"I mean. I." How is this a question a person can ask? "This is your home. I don't want to—" To what? Stay? Be comfortable?

Deandre saves me from myself. "You don't have to do anything you don't want to do, girlie. But that includes leaving—if going back to that ghost house is what you really don't want to do."

When he puts it that way, it makes both a whole lot more and a whole lot less sense.

I grasp onto the one thing I know for sure. "I need to do so much work over there. Cleaning, sorting through all her stuff. Repairs."

"Then we'll go over this morning," Cayden says. He looks to the others. "You all can spare me."

Dry as a desert, Jax rolls his eyes. "Somehow, I think we'll get by."

I shake my head. "I couldn't possibly."

It's not his responsibility. It's mine.

"Then I'm going to have to insist," he says. "I want to help, okay? It'll get the job done faster."

And it means I won't have to be alone over there.

"Fine," I concede. "But only if you really don't have anything else you need to be doing."

"Believe me." His eyes gleam. "There is nowhere else I would rather be."

9

The good news about Cayden driving me back to my grandmother's house is that at least I don't have to sit in the middle this time.

Without Jax's body crowding me into Cayden's, I have room to breathe. More dangerously, I have room to think.

Cayden has continued to act as if nothing is different, even after I slept with his friend Adam this morning. Loudly, messily, publicly. But he doesn't seem to care. Maybe it's a sign that he's really not that into me. Except his flirty touches and his protectiveness and enthusiasm for keeping me close haven't gone away at all. Either he has a really weird way of showing he's not interested or he's really weird about monogamy.

Either way, I'm a mess of emotions. Heading back to my grandmother's house doesn't help.

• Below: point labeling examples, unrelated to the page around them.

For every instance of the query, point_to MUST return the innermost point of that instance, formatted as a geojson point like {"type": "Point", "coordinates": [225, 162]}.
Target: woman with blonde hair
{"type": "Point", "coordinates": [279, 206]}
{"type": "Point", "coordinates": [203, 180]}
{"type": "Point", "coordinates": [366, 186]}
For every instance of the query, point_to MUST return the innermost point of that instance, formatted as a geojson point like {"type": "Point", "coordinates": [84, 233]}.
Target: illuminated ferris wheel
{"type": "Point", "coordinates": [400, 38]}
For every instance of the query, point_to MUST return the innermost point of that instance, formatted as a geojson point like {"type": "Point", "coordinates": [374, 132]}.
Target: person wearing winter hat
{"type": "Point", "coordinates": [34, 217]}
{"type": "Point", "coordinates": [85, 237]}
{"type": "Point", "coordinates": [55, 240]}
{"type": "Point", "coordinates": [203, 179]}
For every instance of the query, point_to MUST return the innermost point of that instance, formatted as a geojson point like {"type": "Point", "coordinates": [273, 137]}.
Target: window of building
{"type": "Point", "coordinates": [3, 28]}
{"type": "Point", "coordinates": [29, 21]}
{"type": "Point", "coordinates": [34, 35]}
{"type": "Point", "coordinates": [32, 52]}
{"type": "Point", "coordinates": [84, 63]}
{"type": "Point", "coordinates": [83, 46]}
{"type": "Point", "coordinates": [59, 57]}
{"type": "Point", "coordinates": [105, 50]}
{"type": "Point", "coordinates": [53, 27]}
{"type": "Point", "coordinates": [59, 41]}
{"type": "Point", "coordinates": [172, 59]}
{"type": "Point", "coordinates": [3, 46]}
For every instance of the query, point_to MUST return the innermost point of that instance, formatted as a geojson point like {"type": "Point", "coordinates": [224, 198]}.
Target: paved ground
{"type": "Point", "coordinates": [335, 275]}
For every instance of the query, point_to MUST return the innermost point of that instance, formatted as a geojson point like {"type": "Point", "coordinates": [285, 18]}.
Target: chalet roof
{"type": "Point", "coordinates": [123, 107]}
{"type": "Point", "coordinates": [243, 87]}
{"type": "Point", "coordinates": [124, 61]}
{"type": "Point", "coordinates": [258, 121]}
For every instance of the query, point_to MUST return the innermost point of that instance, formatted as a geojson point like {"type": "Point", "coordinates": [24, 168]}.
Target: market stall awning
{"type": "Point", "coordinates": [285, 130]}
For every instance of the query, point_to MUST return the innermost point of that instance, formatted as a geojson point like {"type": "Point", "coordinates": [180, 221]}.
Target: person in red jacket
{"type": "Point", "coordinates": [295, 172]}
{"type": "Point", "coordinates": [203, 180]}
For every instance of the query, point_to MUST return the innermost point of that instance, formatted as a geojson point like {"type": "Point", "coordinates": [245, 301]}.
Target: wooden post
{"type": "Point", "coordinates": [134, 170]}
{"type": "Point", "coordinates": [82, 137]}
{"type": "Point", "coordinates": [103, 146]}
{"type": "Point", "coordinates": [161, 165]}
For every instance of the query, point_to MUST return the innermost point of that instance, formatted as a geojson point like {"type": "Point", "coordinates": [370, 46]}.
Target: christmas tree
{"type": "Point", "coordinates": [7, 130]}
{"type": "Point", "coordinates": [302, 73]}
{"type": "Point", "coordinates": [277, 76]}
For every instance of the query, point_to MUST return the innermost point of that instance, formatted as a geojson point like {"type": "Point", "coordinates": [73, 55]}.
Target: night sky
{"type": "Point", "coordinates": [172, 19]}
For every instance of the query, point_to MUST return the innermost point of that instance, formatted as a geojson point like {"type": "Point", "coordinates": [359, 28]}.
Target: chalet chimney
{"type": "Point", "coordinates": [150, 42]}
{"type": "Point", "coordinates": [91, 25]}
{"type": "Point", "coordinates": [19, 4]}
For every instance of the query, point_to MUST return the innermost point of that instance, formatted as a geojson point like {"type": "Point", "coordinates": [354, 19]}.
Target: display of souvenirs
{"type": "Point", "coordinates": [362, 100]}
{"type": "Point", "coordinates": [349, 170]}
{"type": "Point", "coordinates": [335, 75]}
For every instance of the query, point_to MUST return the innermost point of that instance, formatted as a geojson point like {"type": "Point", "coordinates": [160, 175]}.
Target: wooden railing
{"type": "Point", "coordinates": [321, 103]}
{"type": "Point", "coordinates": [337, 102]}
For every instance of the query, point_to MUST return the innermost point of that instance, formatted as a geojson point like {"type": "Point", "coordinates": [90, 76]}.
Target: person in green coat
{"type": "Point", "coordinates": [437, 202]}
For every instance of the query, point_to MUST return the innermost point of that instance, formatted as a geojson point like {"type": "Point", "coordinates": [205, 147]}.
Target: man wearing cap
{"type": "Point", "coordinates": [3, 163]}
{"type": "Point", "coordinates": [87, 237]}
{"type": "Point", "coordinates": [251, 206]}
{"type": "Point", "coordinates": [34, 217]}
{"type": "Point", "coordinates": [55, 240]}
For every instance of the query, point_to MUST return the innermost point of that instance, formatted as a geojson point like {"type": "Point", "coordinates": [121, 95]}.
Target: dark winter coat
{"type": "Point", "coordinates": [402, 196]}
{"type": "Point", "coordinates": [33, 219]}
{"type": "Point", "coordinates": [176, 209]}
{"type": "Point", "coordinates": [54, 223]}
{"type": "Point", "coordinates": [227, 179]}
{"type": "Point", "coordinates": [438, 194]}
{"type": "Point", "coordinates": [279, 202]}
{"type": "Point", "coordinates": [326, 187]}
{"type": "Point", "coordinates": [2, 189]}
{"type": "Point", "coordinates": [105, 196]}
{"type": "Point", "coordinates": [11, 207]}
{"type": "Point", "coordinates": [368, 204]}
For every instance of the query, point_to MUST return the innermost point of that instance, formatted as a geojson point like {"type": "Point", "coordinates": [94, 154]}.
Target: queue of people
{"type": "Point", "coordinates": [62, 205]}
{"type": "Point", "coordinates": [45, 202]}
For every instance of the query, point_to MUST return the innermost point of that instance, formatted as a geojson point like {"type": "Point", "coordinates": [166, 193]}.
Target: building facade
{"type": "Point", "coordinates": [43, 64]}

As we climb the mountain road, I stare out the window. The rambling, ramshackle house comes into view, and a sinking pit of dread opens up in my stomach. I love my grandmother—dearly. I miss her so much. But I never liked that old, dusty, falling apart house. The task of cleaning it out and fixing it up for sale is beyond daunting. Even though I'm pretty sure I shouldbe discouraging him or flat out sending him back home, I'm insanely, irrationally glad that Cayden is coming to help.

He parks in the long gravel driveway, more or less in the same place he parked last night. What a difference a day makes. The sun shines bright light on the uneven wood siding and the patches of green growing in the cracks on the roof. The windows reflect, they're covered in so much dust.

With a sigh, I open the door and step out.

Cayden gets out, too, and falls into step beside me as we climb the rickety porch.

"I tried to help, you know. This was always too much house for your grandma, and after she got sick…"

"I know. She told me you loved to make up excuses to check in on her."

"She was a proud old broad."

I chuckle. "Stubborn, too."

I didn't bother to lock the door last night—who would even be around to take advantage, up here? I push on through and step inside. It's dim and gloomy, despite the sun outside.

Funny, how I didn't really notice that, the month I was here taking care of her through her final days. A pallor of sickness and death held over everything. I chalked up any additional gloom in the decor to that.

My eyes are clearer now, though.

This is just how the place is. The only way to change that is to roll up my sleeves and get to work.

Cayden nudges me. "So where do we start?"